本教材では緑の球が壁に衝突した際、壁とエネルギーを交換して球の持つエネルギーが変化することは無いとしています。また、球同士が衝突することは無い、つまり、互いに相互作用をしないとしました。このため、それぞれの緑の球が持つエネルギーが保存します。

視点

以下の視点で教材を眺めましょう。
重力効果が無い場合:
運動エネルギーが保存するため、それぞれの球が持つ速さは変化しません。 球が進む向きはどうですか?
重力効果を入れた場合:
運動エネルギーと位置エネルギーの和が保存するということは、球が上がれば上がるほど速さが遅くなり、下に落ちてくると速くなります。
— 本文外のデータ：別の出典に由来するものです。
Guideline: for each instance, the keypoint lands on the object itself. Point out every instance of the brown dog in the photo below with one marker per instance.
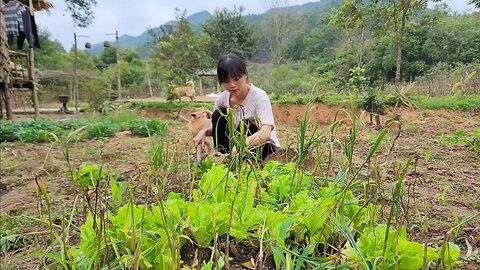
(200, 120)
(186, 91)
重力加速度は鉛直下向きです。このため速度の横向き成分に対しては重力の影響はありません。横向きに進む速さは変わらないのです。
重力効果を変える:
途中で重力効果を無くすと、その後は、運動エネルギーが保存するため速さは変化しません。再度、重力効果を入れたとき、何が起きるでしょう?エネルギーは、最初から保存していますか?

問い

落ちてきたときの速度はいつも同じですか?
実際にボールを投げたときとの違いは何ですか?
重力加速度を変えると何が起きるでしょう?

比較

次の教材と比較してみましょう。
3.1 運動と温度: 壁に衝突した際に壁とエネルギーを交換します。
3.2 衝突する粒子: 球同士が衝突してエネルギーを交換します。